Apache Spark for Data Science - How to Install and Get Started with PySpark

Apache Spark for Data Science - How to Install and Get Started with PySpark

Install PySpark locally and load your first dataset - Only 5 minutes required.

In the world of big data, knowing how to efficiently handle huge datasets is a must. That’s where Apache Spark chimes in. It’s a data processing framework used to perform data processing tasks on huge datasets. Spark also allows you to distribute data processing tasks across multiple computers.

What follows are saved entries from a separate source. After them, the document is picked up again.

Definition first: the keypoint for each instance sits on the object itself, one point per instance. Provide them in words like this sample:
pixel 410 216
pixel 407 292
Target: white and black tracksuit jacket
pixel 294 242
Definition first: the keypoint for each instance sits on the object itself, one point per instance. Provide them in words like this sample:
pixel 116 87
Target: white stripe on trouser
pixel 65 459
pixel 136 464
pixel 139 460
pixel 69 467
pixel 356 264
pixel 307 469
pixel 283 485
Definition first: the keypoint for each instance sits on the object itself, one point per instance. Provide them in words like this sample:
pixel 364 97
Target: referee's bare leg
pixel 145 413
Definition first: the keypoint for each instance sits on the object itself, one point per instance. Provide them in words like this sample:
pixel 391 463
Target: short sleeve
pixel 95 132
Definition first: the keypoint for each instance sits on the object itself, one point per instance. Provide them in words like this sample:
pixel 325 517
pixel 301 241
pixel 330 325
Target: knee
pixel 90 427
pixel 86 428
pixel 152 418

Spark is written in Scala, but you don’t need to know Scala to work with Spark. It comes with a Python API called PySpark, and that’s what we’ll use today. The API isn’t very Pythonic because they use the camel case naming convention. It is a bit of an eye-sore for Python users, but that’s just something you have to get used to.

My goal is to write an entire Spark series covering important topics, such as Spark in Python, Spark SQL, Machine Learning with Spark, Streaming, and Spark in Cloud on different providers, such as Amazon EMR and DataBricks.

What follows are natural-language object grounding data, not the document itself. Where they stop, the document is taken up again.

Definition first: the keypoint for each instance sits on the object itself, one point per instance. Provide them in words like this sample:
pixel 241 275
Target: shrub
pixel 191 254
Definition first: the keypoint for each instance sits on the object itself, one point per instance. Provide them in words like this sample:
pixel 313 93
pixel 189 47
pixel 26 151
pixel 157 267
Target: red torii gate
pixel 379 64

To get started with PySpark, we’ll first need to create a new Python virtual environment and install the libraries. Let’s do that next.

Don’t feel like reading? Watch my video instead:


Virtual Environment Setup for Apache Spark (PySpark)

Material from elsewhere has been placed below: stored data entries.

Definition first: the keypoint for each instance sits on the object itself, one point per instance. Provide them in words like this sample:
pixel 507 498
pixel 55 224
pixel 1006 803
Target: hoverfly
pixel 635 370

Let’s start by opening a new Terminal window and creating a new Python virtual environment. I’m using Anaconda to manage environments. The procedure will be a bit different if you’re using pyenv or something similar:

conda create --name spark_env python=3.9 -y
conda activate spark_env

From here we can install the libraries. I always like to have Numpy and Pandas installed, but they aren’t required for today. We’ll use JupyterLab as an IDE, so we’ll install it as well.

Once these are installed, we can install PySpark with Pip:

conda install -c conda-forge numpy pandas jupyter jupyterlab
pip install pyspark

Everything is installed, so let’s launch Jupyter:

jupyter lab

The last step is to download a dataset. Spark is typically used for huge datasets, but for simplicity, at this point, we’ll use a small one. I opted for the Boston housing prices dataset, so download it and place it somewhere, preferably in the same folder where your notebooks will be.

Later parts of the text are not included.